The path to decarbonisation has been on the road for some time, trying to act on demand suppression with internationally tradable carbon certificates or taxes on CO2 emissions, both of which have pushed governments towards process optimisation and green conversions, often using public incentives. But all this has not helped. The demand for coal is constantly increasing, especially in developing countries that are growing industrially at a very fast pace.
Currently, energy demand is back to pre-pandemic levels. According to an analysis by BP, more will be used in 2021, considering the surge in demand – the most impressive in human history; at the same time, emissions have also returned to previous levels, as BP explains: ‘Significant progress has been made on sovereign commitments to achieve net zero, but these growing ambitions have yet to translate into tangible progress on the ground. The world remains on an unsustainable path”.
Global fossil fuel consumption by type
Yet at least 13% of the energy produced in 2021 relied on renewable sources, a 17% increase over the previous year: the problem is that the use of fossil fuels remains very high. In freight transport, a sector responsible for 14% of greenhouse gas emissions, the dynamics are not so different: with the Covid-19 crisis, global demand for oil fell by 57% in the early 2020s and then rebounded in 2021, so that consumption is just 3% below pre-Covid-19 levels again, but this is only because the aviation sector has a slower recovery.

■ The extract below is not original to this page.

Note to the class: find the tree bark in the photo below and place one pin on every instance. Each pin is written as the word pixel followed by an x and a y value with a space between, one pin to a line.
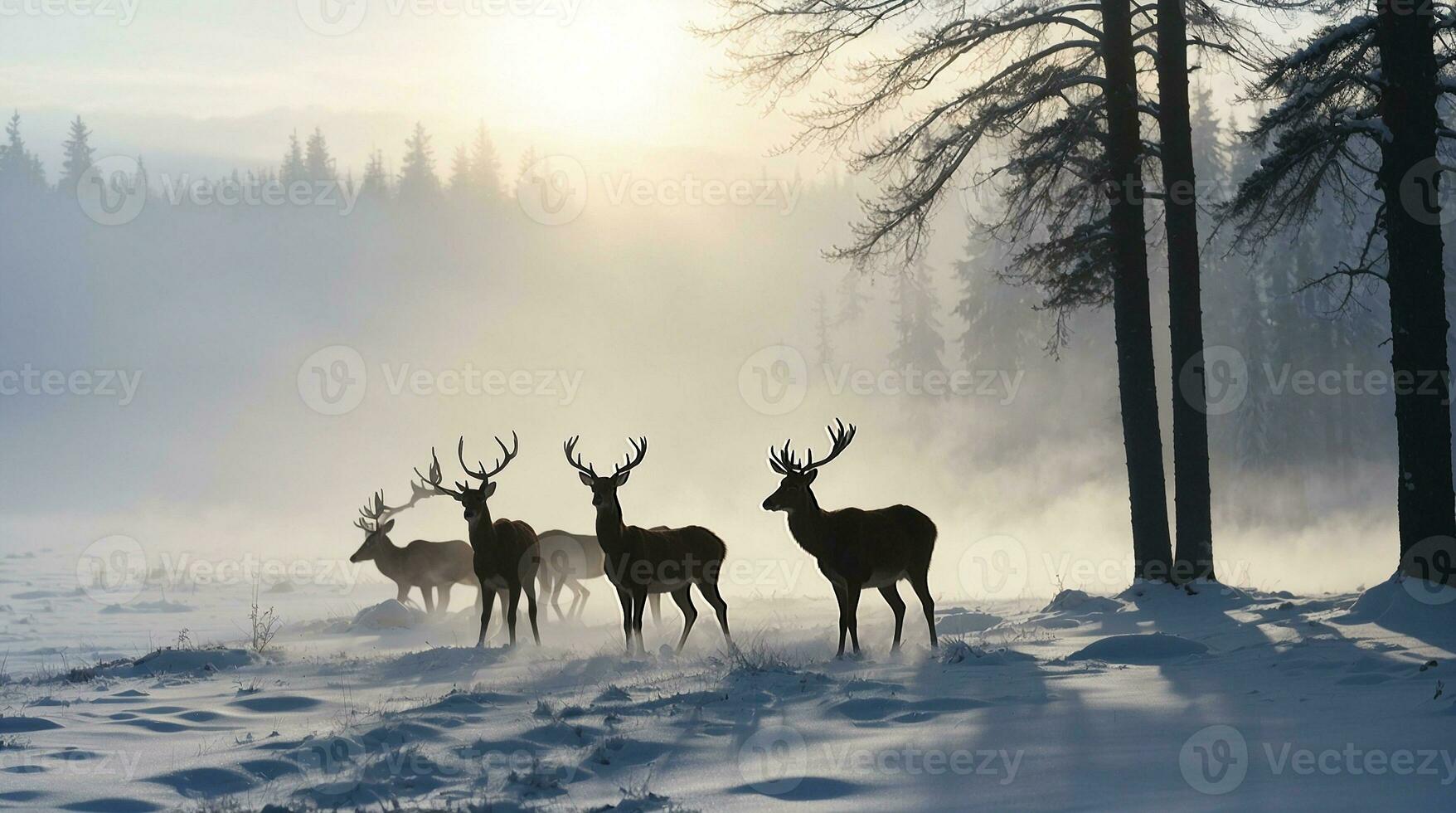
pixel 1136 376
pixel 1408 179
pixel 1191 489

According to the IEA, we will see a steady growth in demand for fossil fuels for global use until at least 2025, when a turnaround will begin: under the assumed scenario, oil demand will peak just after 2025 (97 million barrels per day) and then fall by about 1 million barrels per day per year until 2050, but only if current climate commitments are fully met; otherwise, in the most pessimistic forecasts, the turnaround could be in 2050. Even in the most optimistic scenario, 77 million barrels per day will still be consumed worldwide in 2050 – less than the current 100 million barrels per day, but still too many. Not an easy situation for those who aim to achieve the coveted ‘net zero’ climate change emissions by 2050.
To achieve this we would have to drop to 25 million barrels per day by 2050. An outcome that appears impossible. According to the IEA, current climate commitments would only lead to one-fifth of the emission reductions by 2030, and achieving this target would require investments in clean energy projects and infrastructure of more than three times the financial allocations of the next decade, while spending on clean energy is far below what would be needed.
Evolution of the energy mix in the EU (-55% emissions in 2030 compared to 1990 and climate neutrality in 2050)
These disappointing prospects are confirmed by the OECD: government support for fossil fuels, in 51 countries worldwide, has almost doubled to USD 697.2 billion in 2021, from USD 362.4 billion in 2020, due to rising energy prices on a global scale, and the trend will continue for at least the whole of 2022. Hard times for decarbonisation, which is at least postponed until after the resolution of the conflict between Russia and Ukraine.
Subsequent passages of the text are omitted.